Avec un cynisme époustouflant, Besson a tenté de présenter cette
réglementation comme étant motivée par de la sollicitude à l'égard
sans-papiers: « Si des étrangers en situation irrégulière sont exploités sur
notre sol par des réseaux mafieux, c'est aussi parce qu'ils trouvent sur
notre sol des employeurs et des exploiteurs qui abusent de leur situation »
Il a dit qu'il informerait les préfets des trois conditions requises pour
qu'un sans-papiers obtienne un titre de séjour: être en France depuis plus
de cinq ans, avoir présenté aux autorités une demande de titre de séjour au
moins un an auparavant et travailler dans un secteur qui connait des
difficultés de recrutement. Il a fixé à seulement 1 000 travailleurs le
quota de ceux qui pourraient remplir ces conditions extrêmement
restrictives.
Cette mesure réactionnaire est la dernière d'une série d'attaques de la
classe dirigeante contre les immigrés et les minorités ethniques et
religieuses. En France, parmi ces attaques on compte le « débat » sur
l'identité nationale organisé par l'Etat et la commission parlementaire sur
l'interdiction de la burqa. Des événements similaires sont en train de se
produire dans toute l'Europe, et le récent référendum suisse interdisant la
construction de minarets en est un bon exemple.

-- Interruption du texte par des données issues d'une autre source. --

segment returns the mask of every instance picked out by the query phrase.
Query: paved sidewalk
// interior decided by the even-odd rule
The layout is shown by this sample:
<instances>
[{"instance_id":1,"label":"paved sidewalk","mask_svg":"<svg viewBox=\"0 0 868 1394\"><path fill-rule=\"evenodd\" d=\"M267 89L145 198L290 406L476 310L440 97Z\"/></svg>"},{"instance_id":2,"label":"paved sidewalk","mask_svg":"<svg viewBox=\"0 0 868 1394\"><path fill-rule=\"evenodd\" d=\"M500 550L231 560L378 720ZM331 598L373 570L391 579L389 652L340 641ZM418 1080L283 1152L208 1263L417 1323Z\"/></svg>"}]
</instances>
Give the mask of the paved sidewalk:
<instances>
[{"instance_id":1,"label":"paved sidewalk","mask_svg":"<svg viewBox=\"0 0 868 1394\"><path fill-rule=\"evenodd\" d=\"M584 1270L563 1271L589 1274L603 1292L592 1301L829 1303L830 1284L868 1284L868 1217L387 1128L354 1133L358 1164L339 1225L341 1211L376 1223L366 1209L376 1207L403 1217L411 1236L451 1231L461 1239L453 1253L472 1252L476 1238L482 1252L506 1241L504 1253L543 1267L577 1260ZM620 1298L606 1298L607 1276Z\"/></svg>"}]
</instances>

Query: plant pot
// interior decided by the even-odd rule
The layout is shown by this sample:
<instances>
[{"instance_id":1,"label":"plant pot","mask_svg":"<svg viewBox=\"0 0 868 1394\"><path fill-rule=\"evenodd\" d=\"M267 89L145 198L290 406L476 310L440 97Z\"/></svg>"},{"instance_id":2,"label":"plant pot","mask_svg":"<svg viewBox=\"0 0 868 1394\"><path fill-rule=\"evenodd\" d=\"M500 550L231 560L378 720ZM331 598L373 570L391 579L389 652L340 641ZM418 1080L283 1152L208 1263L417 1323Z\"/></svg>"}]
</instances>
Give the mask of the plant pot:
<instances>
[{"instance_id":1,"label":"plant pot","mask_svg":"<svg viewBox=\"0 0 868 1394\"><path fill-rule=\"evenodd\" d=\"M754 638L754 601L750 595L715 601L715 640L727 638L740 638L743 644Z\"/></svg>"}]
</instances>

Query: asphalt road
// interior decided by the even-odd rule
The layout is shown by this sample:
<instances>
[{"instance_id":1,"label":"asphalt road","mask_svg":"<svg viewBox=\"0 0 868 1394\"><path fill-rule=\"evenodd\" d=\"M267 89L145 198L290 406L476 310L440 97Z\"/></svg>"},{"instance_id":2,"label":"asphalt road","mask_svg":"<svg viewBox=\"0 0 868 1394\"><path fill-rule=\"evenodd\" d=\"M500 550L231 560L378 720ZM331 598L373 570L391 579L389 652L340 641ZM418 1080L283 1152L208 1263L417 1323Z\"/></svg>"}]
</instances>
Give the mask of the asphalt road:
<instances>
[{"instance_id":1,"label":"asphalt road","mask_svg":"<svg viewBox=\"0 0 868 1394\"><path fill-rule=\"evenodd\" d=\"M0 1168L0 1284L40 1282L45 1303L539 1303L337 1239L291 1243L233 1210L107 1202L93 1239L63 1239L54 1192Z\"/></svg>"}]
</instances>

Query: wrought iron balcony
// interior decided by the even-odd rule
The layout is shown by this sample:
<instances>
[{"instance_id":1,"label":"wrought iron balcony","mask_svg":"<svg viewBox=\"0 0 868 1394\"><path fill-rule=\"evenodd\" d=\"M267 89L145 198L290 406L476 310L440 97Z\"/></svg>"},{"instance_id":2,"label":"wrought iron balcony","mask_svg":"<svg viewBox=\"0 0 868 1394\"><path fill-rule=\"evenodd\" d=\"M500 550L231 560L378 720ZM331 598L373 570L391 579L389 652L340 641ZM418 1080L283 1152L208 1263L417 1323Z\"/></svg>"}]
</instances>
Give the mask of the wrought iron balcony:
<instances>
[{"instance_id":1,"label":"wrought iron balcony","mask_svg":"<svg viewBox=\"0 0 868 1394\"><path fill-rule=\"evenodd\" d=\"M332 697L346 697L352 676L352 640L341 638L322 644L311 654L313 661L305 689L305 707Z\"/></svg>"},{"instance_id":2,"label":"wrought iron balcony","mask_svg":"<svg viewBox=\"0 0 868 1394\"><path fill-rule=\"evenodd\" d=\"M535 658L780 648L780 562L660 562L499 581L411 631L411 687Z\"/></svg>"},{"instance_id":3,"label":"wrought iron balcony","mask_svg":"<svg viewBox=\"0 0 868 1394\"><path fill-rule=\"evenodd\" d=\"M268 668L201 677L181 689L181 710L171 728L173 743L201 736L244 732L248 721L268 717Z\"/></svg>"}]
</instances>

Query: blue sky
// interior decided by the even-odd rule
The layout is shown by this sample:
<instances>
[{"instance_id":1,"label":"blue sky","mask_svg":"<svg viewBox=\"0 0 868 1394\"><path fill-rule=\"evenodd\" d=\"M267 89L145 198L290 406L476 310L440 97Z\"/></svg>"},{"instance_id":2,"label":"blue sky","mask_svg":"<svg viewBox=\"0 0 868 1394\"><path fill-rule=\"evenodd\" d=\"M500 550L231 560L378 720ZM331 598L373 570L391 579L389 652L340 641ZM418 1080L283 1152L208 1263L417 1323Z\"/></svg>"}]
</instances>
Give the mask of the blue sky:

Ces mesures sont provoquées par deux impératifs de l'impérialisme
européen: le premier est de créer le climat idéologique adéquat pour
accroître son intervention militaire néo-coloniale impopulaire en
Afghanistan, aux côtés des Etats-Unis; et le second d'attiser une atmosphère
raciste et de diviser la classe ouvrière au moment où la colère massivement
ressentie s'intensifie face à l'augmentation du chômage et à la politique
d'austérité sociale et de guerre du gouvernement.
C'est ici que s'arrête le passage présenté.